Fayn Haftalık bir haftayı daha kapatmaya hazır. Güney komşumuzda yeniden dağıtılan kartlar, Türkiye’nin farklı partileme anlayışı, kadın sporlarının yükselişi ve kurulması gereken bazı yeni yıl hayalleri bu hafta mutfağımızdan çıkanlar arasında.
Hazırsanız akalım.
Suriye’de yanıtı aranan sorular
Kim ne derse desin, 2011 yılında Suriye’de mafyokratik ve baskıcı rejime karşı başlayan süreç gerçek bir halk ayaklanmasıydı. Dünyaya açık, Arap olmaktan gurur duyan, farklı mezhep ve dinlerin bir arada var olabildiği, zeki esprileriyle tanınan ve kendileriyle alay etmesini de bilen gerçek insanların gerçek ayaklanması. Ama yolda işler değişti.

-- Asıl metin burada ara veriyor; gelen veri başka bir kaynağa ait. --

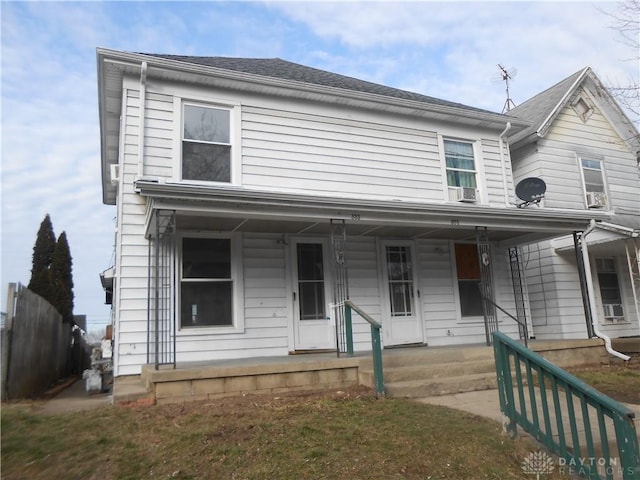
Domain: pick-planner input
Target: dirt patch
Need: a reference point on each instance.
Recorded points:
(620, 381)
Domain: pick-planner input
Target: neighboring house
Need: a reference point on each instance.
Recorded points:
(587, 151)
(253, 195)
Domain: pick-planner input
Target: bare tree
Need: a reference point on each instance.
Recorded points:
(626, 22)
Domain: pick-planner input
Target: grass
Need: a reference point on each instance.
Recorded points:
(330, 436)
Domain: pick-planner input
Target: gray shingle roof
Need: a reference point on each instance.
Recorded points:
(283, 69)
(538, 108)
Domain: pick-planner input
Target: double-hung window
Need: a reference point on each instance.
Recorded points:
(592, 174)
(206, 283)
(206, 143)
(594, 184)
(460, 164)
(609, 288)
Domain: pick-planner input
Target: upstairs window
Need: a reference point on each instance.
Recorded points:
(460, 164)
(206, 144)
(592, 174)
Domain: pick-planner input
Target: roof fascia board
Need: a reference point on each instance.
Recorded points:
(630, 136)
(543, 219)
(492, 120)
(546, 123)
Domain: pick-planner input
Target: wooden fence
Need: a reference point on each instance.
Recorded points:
(35, 344)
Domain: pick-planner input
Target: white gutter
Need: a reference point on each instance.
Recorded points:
(143, 95)
(592, 300)
(502, 164)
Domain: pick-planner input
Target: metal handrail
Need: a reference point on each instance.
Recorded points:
(376, 347)
(561, 395)
(523, 325)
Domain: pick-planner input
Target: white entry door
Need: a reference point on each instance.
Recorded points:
(313, 329)
(401, 324)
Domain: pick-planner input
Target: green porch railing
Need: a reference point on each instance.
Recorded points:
(554, 413)
(376, 346)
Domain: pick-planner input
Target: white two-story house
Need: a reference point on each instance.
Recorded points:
(254, 195)
(587, 151)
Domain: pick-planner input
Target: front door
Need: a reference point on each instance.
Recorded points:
(399, 286)
(313, 329)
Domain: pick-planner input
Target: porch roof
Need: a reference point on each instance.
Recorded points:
(233, 209)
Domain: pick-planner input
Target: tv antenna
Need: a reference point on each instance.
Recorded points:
(506, 76)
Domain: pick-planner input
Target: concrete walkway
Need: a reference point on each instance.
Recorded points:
(73, 399)
(484, 403)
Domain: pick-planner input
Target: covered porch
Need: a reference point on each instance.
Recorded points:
(355, 235)
(414, 372)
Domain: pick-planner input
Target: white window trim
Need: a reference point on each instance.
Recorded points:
(235, 137)
(237, 291)
(478, 161)
(586, 115)
(619, 266)
(595, 158)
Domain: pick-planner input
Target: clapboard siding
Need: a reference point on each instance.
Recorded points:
(318, 154)
(132, 250)
(299, 146)
(556, 161)
(494, 178)
(555, 297)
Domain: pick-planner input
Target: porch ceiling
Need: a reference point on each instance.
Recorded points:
(190, 222)
(237, 210)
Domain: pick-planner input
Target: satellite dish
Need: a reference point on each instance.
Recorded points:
(530, 190)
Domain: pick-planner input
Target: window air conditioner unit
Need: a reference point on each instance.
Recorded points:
(596, 199)
(613, 310)
(114, 171)
(466, 194)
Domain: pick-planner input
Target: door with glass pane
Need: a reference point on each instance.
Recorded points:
(311, 291)
(402, 324)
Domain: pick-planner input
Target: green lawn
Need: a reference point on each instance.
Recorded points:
(348, 435)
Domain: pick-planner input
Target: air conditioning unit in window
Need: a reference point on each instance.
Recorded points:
(466, 194)
(114, 173)
(596, 199)
(613, 310)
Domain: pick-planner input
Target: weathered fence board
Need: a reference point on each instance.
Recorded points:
(35, 344)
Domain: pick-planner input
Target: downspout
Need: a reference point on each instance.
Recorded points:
(592, 301)
(143, 95)
(502, 163)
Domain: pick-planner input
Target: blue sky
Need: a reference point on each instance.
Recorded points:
(450, 50)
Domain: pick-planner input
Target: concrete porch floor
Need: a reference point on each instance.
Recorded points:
(322, 371)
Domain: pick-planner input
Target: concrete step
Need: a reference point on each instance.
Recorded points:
(131, 390)
(442, 386)
(399, 357)
(430, 371)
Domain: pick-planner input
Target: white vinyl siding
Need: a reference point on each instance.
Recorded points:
(323, 155)
(131, 252)
(554, 293)
(317, 150)
(557, 162)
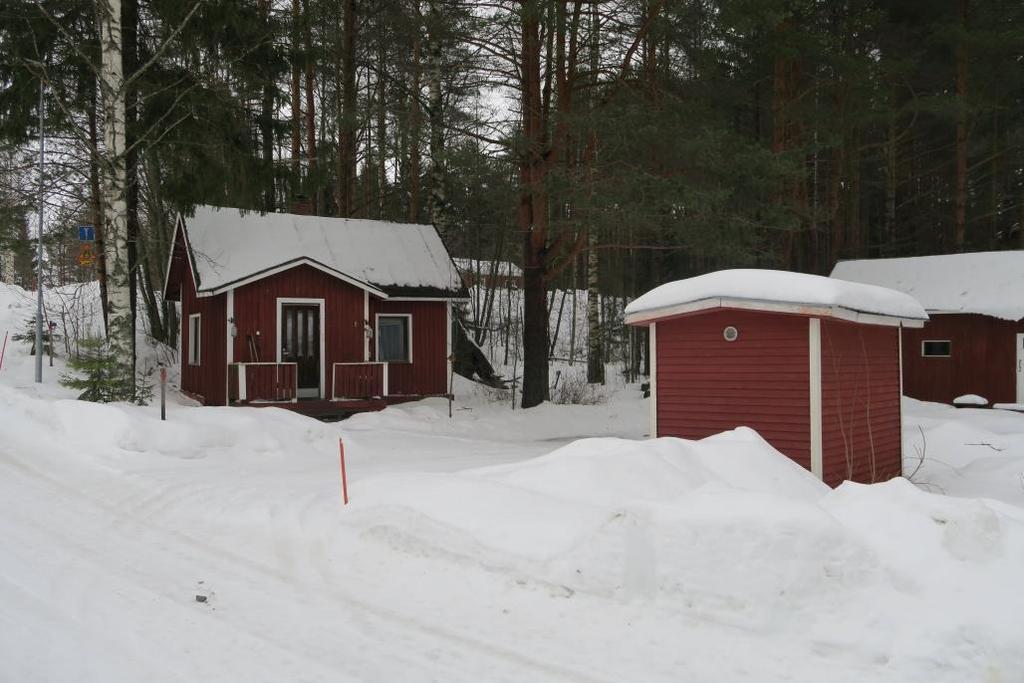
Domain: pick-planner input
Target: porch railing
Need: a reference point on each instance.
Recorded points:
(359, 380)
(262, 382)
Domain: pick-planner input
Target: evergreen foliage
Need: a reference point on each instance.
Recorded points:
(28, 336)
(95, 372)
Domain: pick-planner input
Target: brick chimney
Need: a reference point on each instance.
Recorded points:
(302, 206)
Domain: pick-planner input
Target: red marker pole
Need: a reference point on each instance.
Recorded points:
(344, 479)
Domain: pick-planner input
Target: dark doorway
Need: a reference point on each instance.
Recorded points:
(300, 344)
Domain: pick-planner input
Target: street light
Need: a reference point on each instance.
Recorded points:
(39, 249)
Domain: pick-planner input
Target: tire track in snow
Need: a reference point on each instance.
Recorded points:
(344, 600)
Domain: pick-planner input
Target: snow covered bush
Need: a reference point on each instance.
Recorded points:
(574, 389)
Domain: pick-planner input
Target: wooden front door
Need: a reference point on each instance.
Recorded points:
(300, 344)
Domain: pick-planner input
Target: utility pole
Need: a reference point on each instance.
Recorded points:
(39, 254)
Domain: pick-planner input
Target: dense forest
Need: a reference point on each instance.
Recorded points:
(606, 145)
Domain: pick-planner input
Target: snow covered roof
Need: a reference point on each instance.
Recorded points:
(777, 290)
(986, 283)
(230, 247)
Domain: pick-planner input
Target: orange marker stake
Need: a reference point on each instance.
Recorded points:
(344, 479)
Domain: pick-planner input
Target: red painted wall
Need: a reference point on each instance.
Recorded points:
(208, 381)
(427, 374)
(256, 309)
(860, 402)
(983, 358)
(707, 385)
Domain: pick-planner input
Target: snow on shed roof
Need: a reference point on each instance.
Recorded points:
(986, 283)
(230, 246)
(776, 290)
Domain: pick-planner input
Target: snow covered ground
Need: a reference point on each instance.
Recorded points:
(492, 546)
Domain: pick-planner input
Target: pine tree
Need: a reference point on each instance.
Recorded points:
(98, 376)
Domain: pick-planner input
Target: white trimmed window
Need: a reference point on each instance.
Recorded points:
(195, 338)
(394, 338)
(936, 348)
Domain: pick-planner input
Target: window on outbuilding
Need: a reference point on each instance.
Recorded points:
(394, 338)
(936, 348)
(195, 338)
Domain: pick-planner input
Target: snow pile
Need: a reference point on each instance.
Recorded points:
(986, 283)
(728, 530)
(971, 399)
(775, 287)
(964, 452)
(487, 268)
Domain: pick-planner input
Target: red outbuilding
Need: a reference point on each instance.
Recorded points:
(324, 315)
(812, 364)
(974, 340)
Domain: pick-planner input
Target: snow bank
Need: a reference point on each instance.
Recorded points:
(776, 287)
(986, 283)
(230, 245)
(728, 530)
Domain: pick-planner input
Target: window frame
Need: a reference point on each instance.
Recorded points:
(409, 336)
(947, 354)
(196, 341)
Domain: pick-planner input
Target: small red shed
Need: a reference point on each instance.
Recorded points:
(974, 340)
(811, 363)
(315, 313)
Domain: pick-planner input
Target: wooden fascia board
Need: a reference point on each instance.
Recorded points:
(179, 225)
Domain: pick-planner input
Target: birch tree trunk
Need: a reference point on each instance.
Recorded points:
(348, 121)
(296, 102)
(960, 191)
(310, 112)
(595, 350)
(114, 182)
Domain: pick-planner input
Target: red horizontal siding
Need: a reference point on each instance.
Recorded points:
(207, 381)
(860, 402)
(272, 383)
(256, 315)
(707, 385)
(983, 358)
(427, 374)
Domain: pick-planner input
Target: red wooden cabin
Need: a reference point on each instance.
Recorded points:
(974, 340)
(811, 364)
(324, 315)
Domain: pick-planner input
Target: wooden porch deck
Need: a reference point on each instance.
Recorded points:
(331, 411)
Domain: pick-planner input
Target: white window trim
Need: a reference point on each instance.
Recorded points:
(196, 349)
(936, 341)
(814, 394)
(377, 335)
(323, 321)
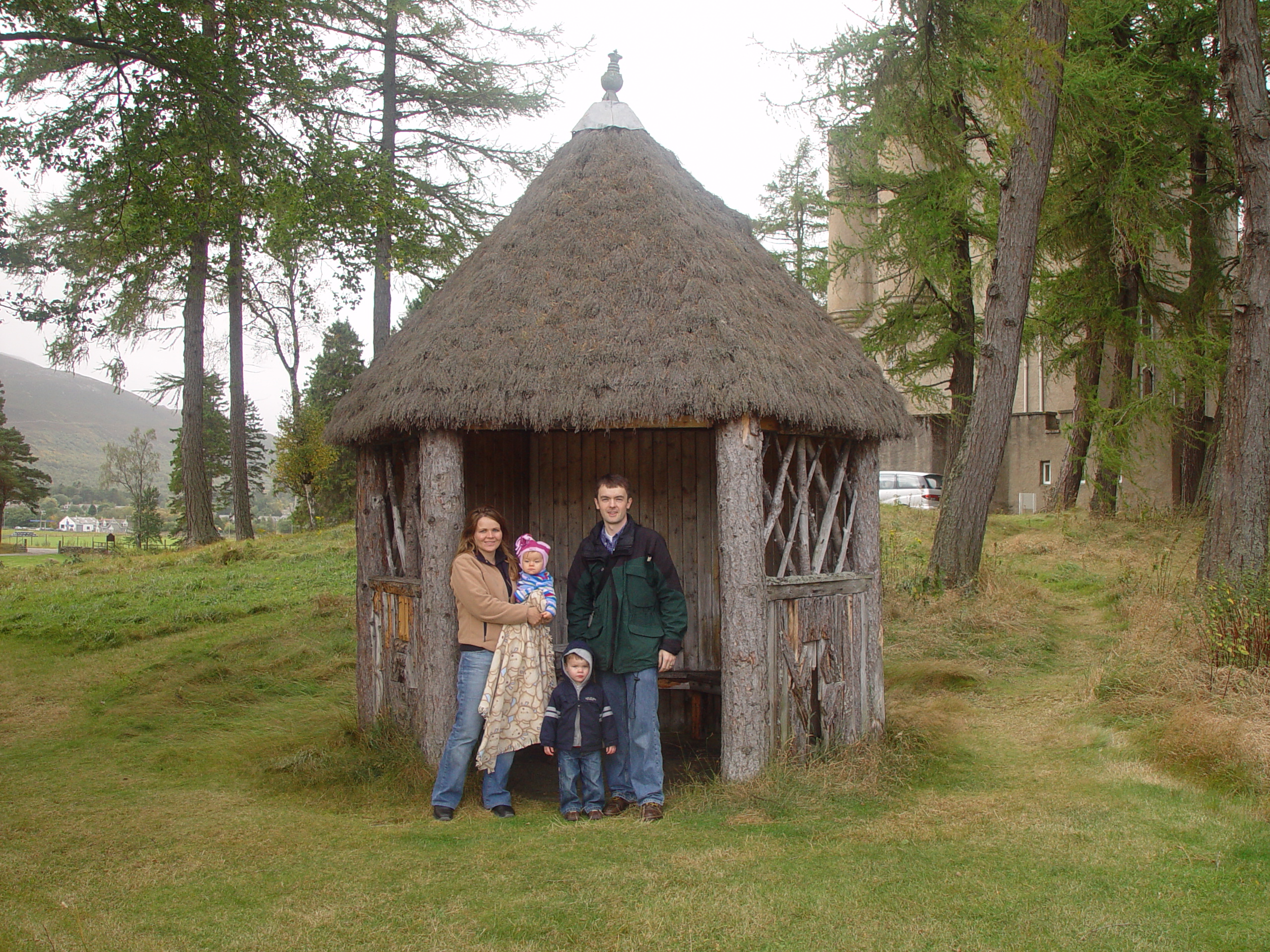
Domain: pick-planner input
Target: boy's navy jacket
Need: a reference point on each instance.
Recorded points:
(599, 726)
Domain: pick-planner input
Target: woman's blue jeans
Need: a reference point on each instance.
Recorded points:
(464, 739)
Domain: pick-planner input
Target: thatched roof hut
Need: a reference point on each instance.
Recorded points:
(624, 319)
(619, 291)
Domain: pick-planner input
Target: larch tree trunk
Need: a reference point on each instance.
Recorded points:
(1235, 536)
(381, 311)
(973, 479)
(1089, 372)
(962, 379)
(441, 507)
(1203, 278)
(1114, 434)
(239, 481)
(194, 485)
(743, 599)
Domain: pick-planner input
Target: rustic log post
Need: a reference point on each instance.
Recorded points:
(743, 599)
(370, 561)
(441, 504)
(864, 555)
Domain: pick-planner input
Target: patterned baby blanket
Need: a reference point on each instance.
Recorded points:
(521, 678)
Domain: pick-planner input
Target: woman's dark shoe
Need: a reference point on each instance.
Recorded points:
(651, 812)
(616, 805)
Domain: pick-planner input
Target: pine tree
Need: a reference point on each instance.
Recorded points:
(797, 220)
(333, 372)
(19, 481)
(134, 466)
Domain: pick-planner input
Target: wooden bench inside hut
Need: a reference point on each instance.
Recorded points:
(623, 319)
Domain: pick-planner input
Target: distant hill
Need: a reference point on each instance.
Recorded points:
(67, 419)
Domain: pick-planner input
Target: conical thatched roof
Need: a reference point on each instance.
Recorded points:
(618, 291)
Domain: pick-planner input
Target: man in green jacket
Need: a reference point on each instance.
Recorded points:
(627, 603)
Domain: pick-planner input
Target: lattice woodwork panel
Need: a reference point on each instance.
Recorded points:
(807, 506)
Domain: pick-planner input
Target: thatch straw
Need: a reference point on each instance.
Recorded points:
(618, 291)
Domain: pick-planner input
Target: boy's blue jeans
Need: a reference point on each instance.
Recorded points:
(464, 738)
(573, 765)
(635, 771)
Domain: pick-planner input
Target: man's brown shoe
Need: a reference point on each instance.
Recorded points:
(616, 805)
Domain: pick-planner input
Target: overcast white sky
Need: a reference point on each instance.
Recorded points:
(698, 74)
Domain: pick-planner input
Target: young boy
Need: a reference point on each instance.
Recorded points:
(577, 725)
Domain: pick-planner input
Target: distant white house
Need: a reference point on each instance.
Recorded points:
(78, 524)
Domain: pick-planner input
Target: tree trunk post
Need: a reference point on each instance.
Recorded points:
(370, 561)
(1235, 536)
(864, 555)
(973, 477)
(241, 484)
(441, 507)
(743, 599)
(197, 489)
(381, 309)
(1071, 473)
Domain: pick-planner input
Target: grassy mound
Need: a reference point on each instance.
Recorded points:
(1064, 770)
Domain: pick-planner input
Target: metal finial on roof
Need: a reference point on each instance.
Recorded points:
(613, 78)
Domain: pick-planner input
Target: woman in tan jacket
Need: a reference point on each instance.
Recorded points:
(483, 578)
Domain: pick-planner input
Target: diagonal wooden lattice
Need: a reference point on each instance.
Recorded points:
(808, 513)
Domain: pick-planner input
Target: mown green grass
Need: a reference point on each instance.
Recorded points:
(193, 781)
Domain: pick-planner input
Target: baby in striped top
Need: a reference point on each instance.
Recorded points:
(532, 556)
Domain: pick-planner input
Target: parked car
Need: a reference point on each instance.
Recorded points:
(920, 490)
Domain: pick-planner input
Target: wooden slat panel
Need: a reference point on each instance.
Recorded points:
(817, 586)
(398, 587)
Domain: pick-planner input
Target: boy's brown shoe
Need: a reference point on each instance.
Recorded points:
(616, 805)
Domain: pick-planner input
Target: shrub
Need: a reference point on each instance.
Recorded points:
(1235, 622)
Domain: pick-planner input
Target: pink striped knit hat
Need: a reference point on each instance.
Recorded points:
(527, 543)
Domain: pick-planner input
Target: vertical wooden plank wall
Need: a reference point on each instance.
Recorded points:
(371, 560)
(441, 504)
(864, 555)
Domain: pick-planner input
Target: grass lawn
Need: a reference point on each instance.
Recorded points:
(180, 771)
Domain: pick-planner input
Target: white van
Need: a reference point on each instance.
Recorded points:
(920, 490)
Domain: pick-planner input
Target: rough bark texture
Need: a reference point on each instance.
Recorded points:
(972, 481)
(371, 560)
(381, 313)
(238, 395)
(743, 598)
(197, 489)
(1114, 436)
(1089, 371)
(864, 555)
(1235, 536)
(441, 504)
(962, 379)
(1202, 282)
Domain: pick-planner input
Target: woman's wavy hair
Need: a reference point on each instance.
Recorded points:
(468, 537)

Ayaklanma adım adım radikalleştirildi. Suriye de uluslararası çıkar çatışmalarının sahnesi haline getirildi. Şimdi yeni sezon ise cevabı çok zor sorularla başlıyor. Peki mutlu son mümkün mü? Ayşe Karabat’ın analizi.
Tanrım beni baştan yarat
Hali vakti yerinde, eğitim seviyesi yüksek bir aileden geldi. Kimilerine göre Alevi bir kızla yaşadığı aşka izin verilmediği için kimilerine göreyse bölge için hayatın doğal akışı haline gelen baskı ve gözaltılar yüzünden radikalleşti. IŞİD, El Kaide ve El Nusra Cephesi’nden geçen yolu onu sonunda Heyet Tahrir eş-Şam’ın liderliğine çıkardı. Suriye’nin büyük kısmını şu an itibariyle elinde tutan “yetenekli bay Colani”nin hikayesini Can Ertuna yazdı.
YPG ne yapacak?
Statüko çöktü. Şimdi hangi aktörler bu çöküntünün altında kalacak, hangisi üste çıkacak onu bir çözmek lazım. Fayn incelemeye YPG ile başlıyor. YPG gücünü koruyabilecek mi? Suriye’den çekilmek isteyen ABD, YPG’nin arkasından da çekilecek mi? Türkiye neye ne kadar izin verecek? Sorular masada.
Suriye ordusuna ne oldu?
Bu kadar yıldır varmış ve belli bir güce sahipmiş gibi görünen Suriye ordusuna ne oldu? “Orada her şey yolunda” denilen Şam ve Esad rejimi nasıl oldu da birkaç saat bile direnmeden çat diye düştü? Açıklıyoruz.
“Masum bir tutuklunun eşi, babasını bir cam arkasından görüp, ayrılırken ‘gitmek istemiyorum’ diye ağlayan bir kız çocuğunun annesi, ailesini tek başına geçindiren bir kadın ve çoğunlukla ‘bilmiyorum’ diye cevap vermek zorunda kaldığım ağır soruların muhatabıyım.”
Gezi Davası olarak adlandırılan garabet sebebiyle cezaevinde olan şehir plancısı Tayfun Kahraman’ın eşi, Vera’nın annesi, akademisyen ve araştırmacı Dr. Meriç Demir Kahraman yazdı. Yaşadığı birçok şeyi ilk kez anlattı.